Before we give up completely, there are case studies in ‘No Mercy’ that ultimately avoid the ‘Fliesian’ situation. What is even more fascinating is that they often occurred in parallel to the former - dual shipwrecks on the same island or competing polar expeditions. A sort of visceral human A/B test.

The thirteen steps below should be adhered to in order to prevent our base human nature from taking control, increasingly important as we explore the potentials of space. While they are worded for disaster situations, long periods of colonization will likely need to follow the same template.

  1. As soon as disaster strikes, get rid of any alcohol.
  2. Acknowledge that the situation has changed: the group should be free to choose a new leader - someone they can trust to make decisions for the good of the group.
  3. As soon as possible, establish order and routine.
  4. Never allow the weak to die in order to save the strong - survivor maths is a fatal game.
  5. Share resources and workloads equally among the survivors, regardless of rank.
  6. Use a rotating work schedule.
  7. Communicate.

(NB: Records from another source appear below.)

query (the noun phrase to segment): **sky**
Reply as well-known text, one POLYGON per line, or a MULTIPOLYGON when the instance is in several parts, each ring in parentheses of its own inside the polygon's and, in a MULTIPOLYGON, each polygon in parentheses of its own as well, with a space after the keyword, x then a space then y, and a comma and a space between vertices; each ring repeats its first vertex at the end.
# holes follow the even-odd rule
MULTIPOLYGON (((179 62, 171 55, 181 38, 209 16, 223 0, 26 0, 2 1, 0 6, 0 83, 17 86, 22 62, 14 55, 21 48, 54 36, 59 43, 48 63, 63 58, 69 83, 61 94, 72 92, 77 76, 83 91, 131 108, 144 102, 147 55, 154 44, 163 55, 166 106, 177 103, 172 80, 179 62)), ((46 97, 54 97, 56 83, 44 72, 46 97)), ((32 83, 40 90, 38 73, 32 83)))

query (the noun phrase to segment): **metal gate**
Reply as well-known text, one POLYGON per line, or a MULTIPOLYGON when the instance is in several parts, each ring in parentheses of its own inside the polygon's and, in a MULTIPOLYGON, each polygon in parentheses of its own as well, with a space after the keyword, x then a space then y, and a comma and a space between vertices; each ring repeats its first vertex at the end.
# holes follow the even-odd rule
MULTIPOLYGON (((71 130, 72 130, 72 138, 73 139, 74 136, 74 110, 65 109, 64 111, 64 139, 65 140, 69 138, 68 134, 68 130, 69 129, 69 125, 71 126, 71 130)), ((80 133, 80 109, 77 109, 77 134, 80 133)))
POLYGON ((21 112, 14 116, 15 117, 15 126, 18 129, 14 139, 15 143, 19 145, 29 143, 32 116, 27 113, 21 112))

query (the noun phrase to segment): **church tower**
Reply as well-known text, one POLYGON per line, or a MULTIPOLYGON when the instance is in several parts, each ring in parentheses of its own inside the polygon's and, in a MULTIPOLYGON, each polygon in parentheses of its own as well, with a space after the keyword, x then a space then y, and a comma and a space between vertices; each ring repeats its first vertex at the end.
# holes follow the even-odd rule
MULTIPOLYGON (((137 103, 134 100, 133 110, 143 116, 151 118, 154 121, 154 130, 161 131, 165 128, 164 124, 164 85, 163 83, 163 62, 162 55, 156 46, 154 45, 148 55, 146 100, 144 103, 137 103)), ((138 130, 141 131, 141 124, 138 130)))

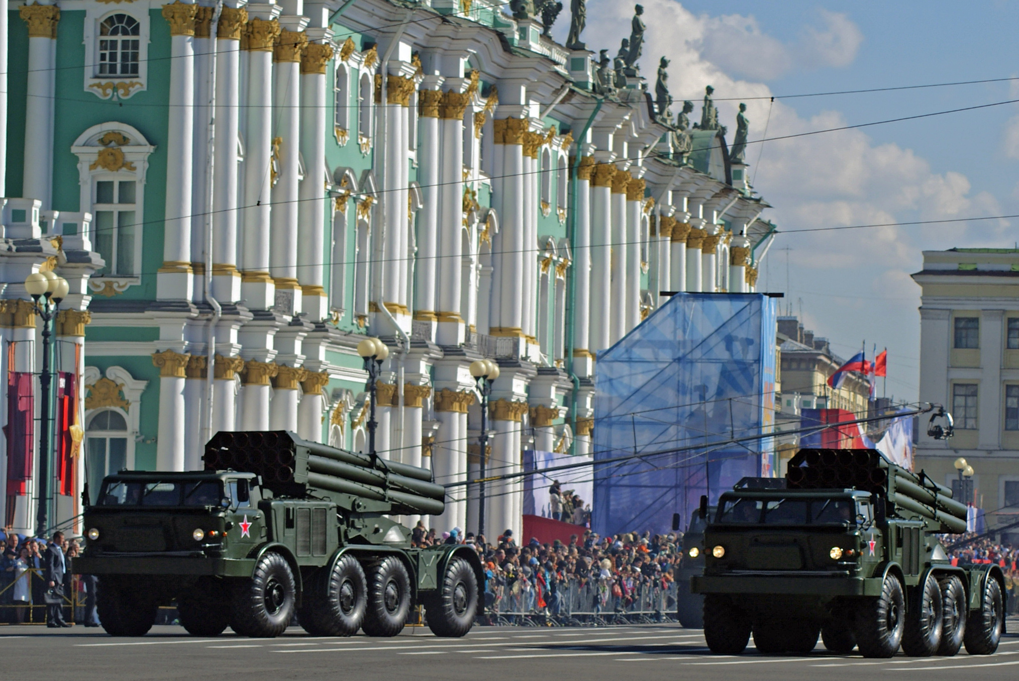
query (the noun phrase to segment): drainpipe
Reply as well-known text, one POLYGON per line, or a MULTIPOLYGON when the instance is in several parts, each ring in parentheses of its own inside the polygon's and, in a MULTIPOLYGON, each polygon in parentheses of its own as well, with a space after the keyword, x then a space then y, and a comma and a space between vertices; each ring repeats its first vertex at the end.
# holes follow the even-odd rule
MULTIPOLYGON (((215 45, 216 32, 219 24, 219 15, 223 11, 223 0, 216 2, 216 9, 212 14, 212 22, 209 25, 209 41, 215 45)), ((212 296, 212 212, 213 212, 213 190, 215 184, 214 170, 216 168, 216 53, 217 49, 212 49, 209 55, 209 165, 206 172, 206 185, 208 186, 209 202, 205 212, 205 302, 212 307, 212 316, 209 318, 209 328, 206 338, 206 379, 205 379, 205 441, 212 439, 212 409, 215 387, 216 368, 216 324, 223 316, 223 309, 212 296)))
MULTIPOLYGON (((565 93, 564 93, 565 94, 565 93)), ((577 163, 580 163, 581 154, 581 143, 584 138, 587 137, 587 132, 591 129, 591 125, 594 124, 594 118, 601 111, 601 105, 604 104, 604 98, 599 98, 595 100, 594 111, 591 112, 591 117, 587 119, 587 123, 584 125, 584 129, 581 132, 580 136, 577 138, 577 163)), ((545 114, 547 115, 547 113, 545 114)), ((571 246, 577 242, 577 167, 576 164, 570 173, 570 181, 573 185, 573 192, 571 192, 570 197, 570 244, 571 246)), ((588 247, 590 248, 590 246, 588 247)), ((580 394, 580 378, 573 370, 573 346, 574 346, 574 315, 576 314, 577 301, 574 300, 574 295, 576 293, 576 284, 574 283, 574 268, 571 267, 567 272, 567 371, 570 372, 570 380, 573 381, 574 389, 570 397, 570 428, 573 430, 574 436, 570 440, 570 454, 577 453, 577 396, 580 394)))

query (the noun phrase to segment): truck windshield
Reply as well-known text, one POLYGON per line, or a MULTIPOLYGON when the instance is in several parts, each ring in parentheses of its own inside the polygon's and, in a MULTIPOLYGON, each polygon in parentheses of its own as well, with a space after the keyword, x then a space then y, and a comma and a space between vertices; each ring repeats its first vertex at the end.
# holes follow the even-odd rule
POLYGON ((103 485, 99 506, 219 506, 222 496, 219 480, 111 480, 103 485))

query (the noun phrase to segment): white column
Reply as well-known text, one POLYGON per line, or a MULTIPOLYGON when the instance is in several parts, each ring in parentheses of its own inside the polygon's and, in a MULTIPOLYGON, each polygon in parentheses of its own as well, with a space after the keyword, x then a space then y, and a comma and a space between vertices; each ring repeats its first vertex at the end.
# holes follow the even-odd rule
POLYGON ((198 5, 177 2, 163 5, 163 18, 170 24, 170 87, 163 265, 156 275, 156 296, 161 300, 191 300, 193 291, 191 212, 197 11, 198 5))
MULTIPOLYGON (((427 80, 427 78, 426 78, 427 80)), ((418 211, 417 246, 415 263, 414 318, 419 321, 436 321, 435 281, 439 264, 439 100, 438 90, 422 89, 418 92, 421 102, 418 132, 418 179, 424 194, 424 206, 418 211)))
MULTIPOLYGON (((5 7, 6 9, 6 3, 5 7)), ((60 10, 56 5, 35 4, 18 8, 18 12, 29 24, 28 89, 24 101, 24 164, 21 178, 21 196, 39 199, 42 209, 50 210, 53 188, 53 93, 55 83, 54 45, 57 37, 57 21, 60 10)), ((7 78, 8 49, 7 15, 4 14, 2 51, 4 52, 3 78, 7 78)), ((6 85, 3 98, 7 99, 6 85)), ((6 106, 3 107, 6 121, 6 106)), ((6 139, 7 127, 0 133, 6 139)), ((6 145, 6 143, 5 143, 6 145)), ((6 162, 6 156, 3 157, 6 162)), ((0 185, 0 193, 4 191, 0 185)))
POLYGON ((669 291, 684 292, 687 290, 687 238, 689 235, 689 222, 677 222, 673 225, 669 291))
POLYGON ((275 303, 275 286, 269 275, 269 216, 274 174, 272 47, 279 32, 279 22, 274 18, 253 18, 246 29, 249 53, 240 296, 252 310, 265 310, 275 303))
MULTIPOLYGON (((301 173, 301 54, 308 45, 302 31, 283 29, 273 51, 273 148, 279 176, 272 188, 270 215, 270 274, 277 290, 289 290, 293 312, 301 312, 298 284, 298 212, 301 173), (277 143, 278 142, 278 146, 277 143)), ((317 181, 317 179, 315 180, 317 181)))
POLYGON ((184 382, 191 355, 172 350, 157 352, 152 363, 159 367, 159 432, 156 434, 156 470, 184 470, 184 382))
POLYGON ((609 346, 615 345, 627 331, 627 185, 630 173, 619 170, 612 177, 612 286, 609 322, 609 346))
POLYGON ((464 111, 468 100, 465 93, 449 90, 442 95, 439 105, 442 155, 439 158, 437 342, 445 346, 464 343, 465 335, 460 294, 461 259, 464 256, 461 235, 464 220, 464 111))
POLYGON ((599 163, 594 167, 591 188, 591 350, 610 345, 612 177, 615 167, 599 163))
POLYGON ((631 179, 627 185, 627 333, 640 323, 640 222, 643 206, 644 180, 631 179))
MULTIPOLYGON (((220 303, 240 299, 240 272, 237 271, 237 134, 240 124, 240 32, 247 21, 247 10, 223 7, 216 31, 212 295, 220 303)), ((231 385, 230 404, 233 403, 232 392, 231 385)), ((217 411, 215 403, 213 411, 217 411)))

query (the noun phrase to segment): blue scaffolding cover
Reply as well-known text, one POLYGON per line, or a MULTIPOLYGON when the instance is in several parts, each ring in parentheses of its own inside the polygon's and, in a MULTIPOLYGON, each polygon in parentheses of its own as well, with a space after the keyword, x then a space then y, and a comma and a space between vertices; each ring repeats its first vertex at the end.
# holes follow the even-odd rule
POLYGON ((774 468, 775 303, 761 294, 677 294, 599 353, 592 528, 683 525, 707 493, 774 468), (723 442, 746 437, 741 443, 723 442), (623 463, 607 459, 641 455, 623 463))

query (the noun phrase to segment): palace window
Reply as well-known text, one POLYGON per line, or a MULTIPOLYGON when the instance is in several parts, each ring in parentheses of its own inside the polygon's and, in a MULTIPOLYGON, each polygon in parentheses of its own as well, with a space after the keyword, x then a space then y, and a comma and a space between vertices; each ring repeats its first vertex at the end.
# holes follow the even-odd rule
POLYGON ((129 14, 113 14, 99 24, 99 75, 138 75, 141 24, 129 14))

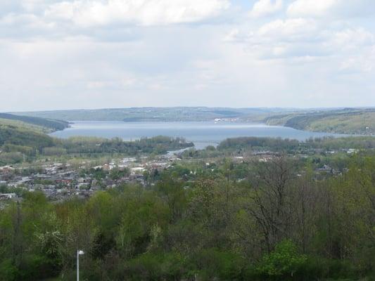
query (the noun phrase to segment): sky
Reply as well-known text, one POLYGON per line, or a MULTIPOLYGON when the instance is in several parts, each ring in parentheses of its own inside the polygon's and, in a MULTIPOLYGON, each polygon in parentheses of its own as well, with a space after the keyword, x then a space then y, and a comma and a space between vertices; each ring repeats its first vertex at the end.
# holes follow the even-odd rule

Silence is your enemy.
  8. Stay busy, even if it seems pointless.
  9. The leader must be accountable, and replaceable.
  10. Fragmentation is almost inevitable, but the leader must control factional discord.
  11. Have a plan. If it fails, make a new plan.
  12. If one faction begins to dominate and victimise the rest, it is imperative the remainder organize and defend themselves. Once murders commence, they tend to escalate.
  13. Fight the mindset of individual self-preservation - we are communal creatures and we survive best in groups.

In Interstellar, perhaps the greatest lesson is that humans find a way to persevere. It is in our DNA to rage against the dying of the light, and to find a way to innovate and move forward.

To quote Musk:

“If you look at our current technology level, something strange has to happen to civilizations, and I mean strange in a bad way. And it could be that there are a whole lot of dead, one-planet civilizations.”

Controlling our primitive human nature might be the most difficult moonshot of all.